President Francois Hollande insists the sanctions imposed on Russia following its annexation of Crimea from Ukraine do not cover military hardware.

He says that the $1.2bn (£700m) contract is also too costly to cancel.

President Obama said earlier this month that he was concerned about the sale.

He said that in light of the crisis in Ukraine it would have been "preferable to press the pause button" on the deal, even though it was important for French jobs.

Image copyright AFP
Image caption There have been regular protests against the sale of the warships in Saint-Nazaire

The Russian sailors will spend four months in Saint-Nazaire training on the Vladivostok, which will be delivered in October.

The second ship, the Sevastopol - named after the Russian port in Crimea - will be delivered in 2015.

French media have described the Mistral-class vessels as the "pride of the navy" and Russia's navy chief has said they will significantly enhance its combat potential.

The warships are the second largest in the French navy, transporting up to 16 helicopters, four landing craft and some 700 troops.

The BBC's Christian Fraser in Paris says the deal sorely undermines France's position on the Ukraine crisis because it has been one of the countries pushing Germany to take a tougher line with Russia over the recent unrest in the east of the country.

President Hollande's government says the sanctions agreement does not cover military hardware and that the contract, signed by President Nicolas Sarkozy's government in 2011, should be honoured.

At the time, President Sarkozy said the deal - which has created about 1,000 jobs - was evidence that the Cold War was over.

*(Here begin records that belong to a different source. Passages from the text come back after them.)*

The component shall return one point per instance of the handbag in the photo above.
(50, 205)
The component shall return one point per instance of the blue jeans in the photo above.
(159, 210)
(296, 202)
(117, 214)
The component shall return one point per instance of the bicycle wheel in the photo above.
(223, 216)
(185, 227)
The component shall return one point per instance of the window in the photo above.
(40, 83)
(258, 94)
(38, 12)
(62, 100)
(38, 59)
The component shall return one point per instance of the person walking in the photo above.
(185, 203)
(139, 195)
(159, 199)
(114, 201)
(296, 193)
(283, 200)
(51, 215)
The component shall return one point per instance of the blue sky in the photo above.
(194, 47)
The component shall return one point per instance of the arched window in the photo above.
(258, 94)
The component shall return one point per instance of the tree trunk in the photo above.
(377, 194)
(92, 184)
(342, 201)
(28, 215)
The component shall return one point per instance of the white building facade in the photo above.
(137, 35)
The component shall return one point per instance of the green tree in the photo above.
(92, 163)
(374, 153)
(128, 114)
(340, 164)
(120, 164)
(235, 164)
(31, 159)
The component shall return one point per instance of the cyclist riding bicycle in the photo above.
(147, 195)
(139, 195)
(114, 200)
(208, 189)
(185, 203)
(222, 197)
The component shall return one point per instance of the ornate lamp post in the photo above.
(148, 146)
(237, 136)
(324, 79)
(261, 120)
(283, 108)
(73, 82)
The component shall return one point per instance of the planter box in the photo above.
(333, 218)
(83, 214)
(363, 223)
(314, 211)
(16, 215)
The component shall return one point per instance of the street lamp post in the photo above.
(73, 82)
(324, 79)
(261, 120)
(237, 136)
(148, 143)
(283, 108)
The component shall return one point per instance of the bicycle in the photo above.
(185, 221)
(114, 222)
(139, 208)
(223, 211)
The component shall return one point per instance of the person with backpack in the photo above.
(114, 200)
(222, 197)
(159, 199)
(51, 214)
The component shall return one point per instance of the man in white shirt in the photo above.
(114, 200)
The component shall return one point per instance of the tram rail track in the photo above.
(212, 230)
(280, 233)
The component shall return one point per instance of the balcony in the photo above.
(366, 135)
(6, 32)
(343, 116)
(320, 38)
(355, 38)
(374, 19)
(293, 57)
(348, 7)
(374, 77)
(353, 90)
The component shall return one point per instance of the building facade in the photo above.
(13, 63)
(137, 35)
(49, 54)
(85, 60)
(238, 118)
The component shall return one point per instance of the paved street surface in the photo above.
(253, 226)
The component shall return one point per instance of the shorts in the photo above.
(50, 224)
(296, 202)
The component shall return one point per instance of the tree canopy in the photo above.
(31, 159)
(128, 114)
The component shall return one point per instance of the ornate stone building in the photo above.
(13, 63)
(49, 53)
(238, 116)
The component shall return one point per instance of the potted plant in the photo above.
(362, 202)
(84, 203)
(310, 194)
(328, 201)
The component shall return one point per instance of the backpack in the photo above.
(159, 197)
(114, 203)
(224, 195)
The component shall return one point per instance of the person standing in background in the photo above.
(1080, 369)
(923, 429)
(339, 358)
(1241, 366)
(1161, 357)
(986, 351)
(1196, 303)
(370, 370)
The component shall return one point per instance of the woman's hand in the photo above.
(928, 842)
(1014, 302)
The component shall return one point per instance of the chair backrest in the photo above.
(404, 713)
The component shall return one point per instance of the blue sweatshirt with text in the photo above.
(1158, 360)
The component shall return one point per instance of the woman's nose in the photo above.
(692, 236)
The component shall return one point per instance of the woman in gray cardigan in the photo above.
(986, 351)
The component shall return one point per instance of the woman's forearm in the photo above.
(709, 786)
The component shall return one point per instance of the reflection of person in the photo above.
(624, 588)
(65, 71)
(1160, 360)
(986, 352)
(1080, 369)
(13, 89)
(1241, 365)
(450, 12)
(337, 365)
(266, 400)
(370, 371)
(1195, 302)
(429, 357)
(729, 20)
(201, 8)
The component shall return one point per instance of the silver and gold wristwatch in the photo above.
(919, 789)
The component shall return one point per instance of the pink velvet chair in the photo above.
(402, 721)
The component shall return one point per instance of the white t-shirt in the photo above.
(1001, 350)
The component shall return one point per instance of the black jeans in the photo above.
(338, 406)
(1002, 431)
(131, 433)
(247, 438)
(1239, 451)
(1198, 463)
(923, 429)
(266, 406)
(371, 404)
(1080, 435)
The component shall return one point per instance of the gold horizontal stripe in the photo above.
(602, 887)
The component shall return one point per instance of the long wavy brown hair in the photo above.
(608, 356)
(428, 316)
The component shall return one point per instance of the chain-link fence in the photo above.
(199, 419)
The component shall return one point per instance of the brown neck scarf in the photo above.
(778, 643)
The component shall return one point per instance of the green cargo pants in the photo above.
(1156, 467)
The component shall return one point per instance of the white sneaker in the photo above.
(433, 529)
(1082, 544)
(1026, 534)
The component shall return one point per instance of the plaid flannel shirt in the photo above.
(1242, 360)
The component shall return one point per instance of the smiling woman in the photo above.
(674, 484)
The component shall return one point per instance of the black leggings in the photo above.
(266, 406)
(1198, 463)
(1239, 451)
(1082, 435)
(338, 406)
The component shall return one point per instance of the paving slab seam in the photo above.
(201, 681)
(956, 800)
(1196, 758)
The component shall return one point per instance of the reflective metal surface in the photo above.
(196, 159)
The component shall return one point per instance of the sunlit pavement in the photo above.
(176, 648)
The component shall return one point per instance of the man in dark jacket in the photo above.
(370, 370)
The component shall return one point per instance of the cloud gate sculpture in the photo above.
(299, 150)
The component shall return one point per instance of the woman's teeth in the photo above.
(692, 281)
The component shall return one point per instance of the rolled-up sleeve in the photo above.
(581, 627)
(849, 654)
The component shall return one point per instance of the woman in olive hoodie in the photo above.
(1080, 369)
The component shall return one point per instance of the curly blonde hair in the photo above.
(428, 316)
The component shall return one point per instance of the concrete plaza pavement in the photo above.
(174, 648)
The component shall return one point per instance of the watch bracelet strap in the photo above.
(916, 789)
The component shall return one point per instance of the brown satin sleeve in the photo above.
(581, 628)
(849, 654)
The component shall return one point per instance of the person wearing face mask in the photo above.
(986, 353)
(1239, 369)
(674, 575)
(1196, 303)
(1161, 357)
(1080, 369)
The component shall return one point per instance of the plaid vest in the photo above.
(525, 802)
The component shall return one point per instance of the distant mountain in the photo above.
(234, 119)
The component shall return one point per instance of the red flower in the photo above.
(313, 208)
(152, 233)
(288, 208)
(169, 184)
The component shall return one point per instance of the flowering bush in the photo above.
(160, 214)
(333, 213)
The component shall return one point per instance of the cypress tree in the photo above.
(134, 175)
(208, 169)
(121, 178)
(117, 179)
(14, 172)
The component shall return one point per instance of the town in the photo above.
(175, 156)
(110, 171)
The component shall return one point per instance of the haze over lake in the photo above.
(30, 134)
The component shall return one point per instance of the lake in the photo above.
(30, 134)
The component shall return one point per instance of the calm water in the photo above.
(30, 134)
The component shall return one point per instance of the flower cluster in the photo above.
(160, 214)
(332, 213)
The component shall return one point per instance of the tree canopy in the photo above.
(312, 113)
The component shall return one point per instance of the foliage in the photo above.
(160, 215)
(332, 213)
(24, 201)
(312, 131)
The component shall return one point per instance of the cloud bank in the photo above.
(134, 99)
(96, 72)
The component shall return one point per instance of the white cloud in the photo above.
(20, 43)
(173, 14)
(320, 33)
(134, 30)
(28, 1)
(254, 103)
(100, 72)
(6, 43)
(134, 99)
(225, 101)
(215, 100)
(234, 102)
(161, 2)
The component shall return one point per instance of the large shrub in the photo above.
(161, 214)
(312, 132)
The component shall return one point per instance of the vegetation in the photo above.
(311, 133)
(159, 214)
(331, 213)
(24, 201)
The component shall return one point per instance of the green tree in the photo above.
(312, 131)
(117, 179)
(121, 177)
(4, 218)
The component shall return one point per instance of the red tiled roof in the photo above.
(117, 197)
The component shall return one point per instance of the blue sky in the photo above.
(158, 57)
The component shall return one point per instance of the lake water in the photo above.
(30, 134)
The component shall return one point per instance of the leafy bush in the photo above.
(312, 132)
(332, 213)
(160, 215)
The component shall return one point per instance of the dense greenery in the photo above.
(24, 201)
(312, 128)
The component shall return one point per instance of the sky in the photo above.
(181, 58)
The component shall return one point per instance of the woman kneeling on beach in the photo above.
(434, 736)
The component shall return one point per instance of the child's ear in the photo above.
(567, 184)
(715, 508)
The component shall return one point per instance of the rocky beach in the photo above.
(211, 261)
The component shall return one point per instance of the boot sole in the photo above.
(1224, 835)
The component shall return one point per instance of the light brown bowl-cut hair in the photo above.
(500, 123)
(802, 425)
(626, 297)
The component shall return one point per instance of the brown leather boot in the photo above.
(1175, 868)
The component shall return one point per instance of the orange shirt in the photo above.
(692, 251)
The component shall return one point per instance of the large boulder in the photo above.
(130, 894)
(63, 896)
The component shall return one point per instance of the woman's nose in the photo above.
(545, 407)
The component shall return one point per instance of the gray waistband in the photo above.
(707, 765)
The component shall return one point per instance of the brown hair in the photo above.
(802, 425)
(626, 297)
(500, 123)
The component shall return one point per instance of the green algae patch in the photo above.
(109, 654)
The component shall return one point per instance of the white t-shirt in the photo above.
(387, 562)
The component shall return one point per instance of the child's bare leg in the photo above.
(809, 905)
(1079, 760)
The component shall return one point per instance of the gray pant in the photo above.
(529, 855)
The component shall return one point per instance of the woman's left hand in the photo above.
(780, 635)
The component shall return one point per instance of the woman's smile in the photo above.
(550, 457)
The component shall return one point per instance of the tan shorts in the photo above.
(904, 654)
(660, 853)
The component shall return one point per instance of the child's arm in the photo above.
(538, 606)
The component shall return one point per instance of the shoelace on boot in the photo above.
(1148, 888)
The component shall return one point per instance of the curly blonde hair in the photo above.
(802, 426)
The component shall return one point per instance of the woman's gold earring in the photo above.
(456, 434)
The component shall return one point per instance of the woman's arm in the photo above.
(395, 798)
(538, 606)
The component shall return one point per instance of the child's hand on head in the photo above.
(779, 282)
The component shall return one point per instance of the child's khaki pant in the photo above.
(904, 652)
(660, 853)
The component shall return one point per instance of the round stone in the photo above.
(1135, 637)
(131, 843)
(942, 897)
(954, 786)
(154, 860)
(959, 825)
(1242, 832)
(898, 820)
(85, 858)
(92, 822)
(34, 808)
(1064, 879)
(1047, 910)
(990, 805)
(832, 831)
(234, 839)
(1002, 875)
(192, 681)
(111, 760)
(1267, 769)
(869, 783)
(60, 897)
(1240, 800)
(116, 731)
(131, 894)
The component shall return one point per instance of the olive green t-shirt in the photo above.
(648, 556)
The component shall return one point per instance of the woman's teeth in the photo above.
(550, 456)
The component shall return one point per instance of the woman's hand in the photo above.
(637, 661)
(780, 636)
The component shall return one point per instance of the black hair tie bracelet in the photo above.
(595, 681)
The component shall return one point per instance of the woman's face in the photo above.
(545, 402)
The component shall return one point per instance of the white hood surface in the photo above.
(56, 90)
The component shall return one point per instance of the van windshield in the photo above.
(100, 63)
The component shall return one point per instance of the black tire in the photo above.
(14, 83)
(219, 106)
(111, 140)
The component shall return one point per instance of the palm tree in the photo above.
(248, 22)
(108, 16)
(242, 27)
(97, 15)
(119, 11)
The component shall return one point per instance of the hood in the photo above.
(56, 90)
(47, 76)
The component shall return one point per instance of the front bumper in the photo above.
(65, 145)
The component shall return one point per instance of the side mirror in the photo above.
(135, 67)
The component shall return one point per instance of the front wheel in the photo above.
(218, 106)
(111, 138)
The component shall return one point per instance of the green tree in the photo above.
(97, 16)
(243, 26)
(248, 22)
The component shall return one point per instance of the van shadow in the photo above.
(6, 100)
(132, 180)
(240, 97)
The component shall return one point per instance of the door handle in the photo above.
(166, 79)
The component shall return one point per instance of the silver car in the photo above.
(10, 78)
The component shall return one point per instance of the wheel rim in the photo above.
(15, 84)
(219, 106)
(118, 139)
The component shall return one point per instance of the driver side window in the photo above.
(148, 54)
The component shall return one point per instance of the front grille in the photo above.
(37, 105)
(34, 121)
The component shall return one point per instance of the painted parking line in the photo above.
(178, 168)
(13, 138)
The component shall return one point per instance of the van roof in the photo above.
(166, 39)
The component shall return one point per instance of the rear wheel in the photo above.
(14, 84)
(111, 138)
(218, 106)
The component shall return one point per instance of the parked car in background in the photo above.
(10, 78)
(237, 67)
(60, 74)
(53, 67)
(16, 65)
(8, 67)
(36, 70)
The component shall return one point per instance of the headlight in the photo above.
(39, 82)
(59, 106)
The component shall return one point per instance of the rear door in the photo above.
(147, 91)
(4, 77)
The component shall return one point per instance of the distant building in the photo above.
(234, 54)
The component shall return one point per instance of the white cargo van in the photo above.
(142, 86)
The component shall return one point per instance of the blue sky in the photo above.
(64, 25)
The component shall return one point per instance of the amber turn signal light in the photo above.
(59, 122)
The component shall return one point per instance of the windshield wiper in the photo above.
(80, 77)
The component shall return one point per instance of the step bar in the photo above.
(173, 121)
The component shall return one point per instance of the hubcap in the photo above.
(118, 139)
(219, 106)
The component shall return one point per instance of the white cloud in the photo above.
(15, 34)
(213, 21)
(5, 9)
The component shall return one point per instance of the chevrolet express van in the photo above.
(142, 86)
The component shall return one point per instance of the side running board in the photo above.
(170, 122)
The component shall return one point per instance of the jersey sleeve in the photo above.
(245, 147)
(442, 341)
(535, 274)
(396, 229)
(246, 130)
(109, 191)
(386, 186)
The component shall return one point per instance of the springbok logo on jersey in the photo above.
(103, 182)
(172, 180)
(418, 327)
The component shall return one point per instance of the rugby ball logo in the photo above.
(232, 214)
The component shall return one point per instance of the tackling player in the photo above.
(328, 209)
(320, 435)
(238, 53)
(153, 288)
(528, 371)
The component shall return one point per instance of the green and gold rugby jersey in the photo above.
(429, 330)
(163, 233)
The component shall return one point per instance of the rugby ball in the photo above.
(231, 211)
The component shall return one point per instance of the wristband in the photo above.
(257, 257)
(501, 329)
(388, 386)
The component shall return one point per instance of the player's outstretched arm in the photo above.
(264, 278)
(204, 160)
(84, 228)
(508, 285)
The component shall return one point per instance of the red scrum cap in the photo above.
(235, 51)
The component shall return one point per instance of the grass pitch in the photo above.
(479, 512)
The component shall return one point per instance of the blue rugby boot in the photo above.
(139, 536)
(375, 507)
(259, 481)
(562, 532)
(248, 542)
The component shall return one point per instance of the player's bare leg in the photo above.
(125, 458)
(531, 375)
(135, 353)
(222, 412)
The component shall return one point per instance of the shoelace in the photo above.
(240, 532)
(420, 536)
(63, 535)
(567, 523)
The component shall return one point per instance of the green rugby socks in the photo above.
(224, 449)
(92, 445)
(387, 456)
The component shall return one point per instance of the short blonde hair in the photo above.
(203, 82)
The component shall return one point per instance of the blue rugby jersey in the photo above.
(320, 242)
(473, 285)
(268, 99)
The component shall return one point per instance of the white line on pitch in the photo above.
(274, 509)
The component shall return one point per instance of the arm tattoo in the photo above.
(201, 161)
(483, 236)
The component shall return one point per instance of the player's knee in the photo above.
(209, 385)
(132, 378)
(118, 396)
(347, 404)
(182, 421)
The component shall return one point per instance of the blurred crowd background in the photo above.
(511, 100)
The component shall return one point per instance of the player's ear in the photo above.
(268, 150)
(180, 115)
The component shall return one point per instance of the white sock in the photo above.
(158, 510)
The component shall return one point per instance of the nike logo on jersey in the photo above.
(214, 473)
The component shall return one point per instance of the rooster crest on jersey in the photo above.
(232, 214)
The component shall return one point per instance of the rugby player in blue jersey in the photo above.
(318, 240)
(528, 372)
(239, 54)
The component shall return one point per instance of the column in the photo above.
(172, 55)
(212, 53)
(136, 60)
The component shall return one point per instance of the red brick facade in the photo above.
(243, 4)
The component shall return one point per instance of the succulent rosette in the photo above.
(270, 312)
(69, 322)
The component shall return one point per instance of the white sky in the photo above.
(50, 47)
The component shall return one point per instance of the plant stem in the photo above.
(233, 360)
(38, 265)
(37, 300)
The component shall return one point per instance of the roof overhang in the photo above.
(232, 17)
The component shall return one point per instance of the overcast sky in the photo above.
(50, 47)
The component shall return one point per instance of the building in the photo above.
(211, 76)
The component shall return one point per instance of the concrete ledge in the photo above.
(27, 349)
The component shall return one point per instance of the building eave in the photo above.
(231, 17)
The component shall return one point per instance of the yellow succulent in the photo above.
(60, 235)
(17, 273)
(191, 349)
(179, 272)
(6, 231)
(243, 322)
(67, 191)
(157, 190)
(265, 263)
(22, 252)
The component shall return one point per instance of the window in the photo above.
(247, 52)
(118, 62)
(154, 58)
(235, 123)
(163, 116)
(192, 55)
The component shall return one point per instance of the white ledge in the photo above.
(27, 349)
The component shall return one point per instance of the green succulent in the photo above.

France argues that other countries must share the sanctions burden and that Russia's energy and financial sectors should be targeted as well.

The deal has been strongly criticised by pro-Ukrainian bloggers, who have accused France of putting French jobs before Ukrainian lives.

Our correspondent says Russia's need for such warships has been evident since its invasion of Georgia in 2008, when it was slow to capture a key port in the breakaway Georgian region of Abkhazia.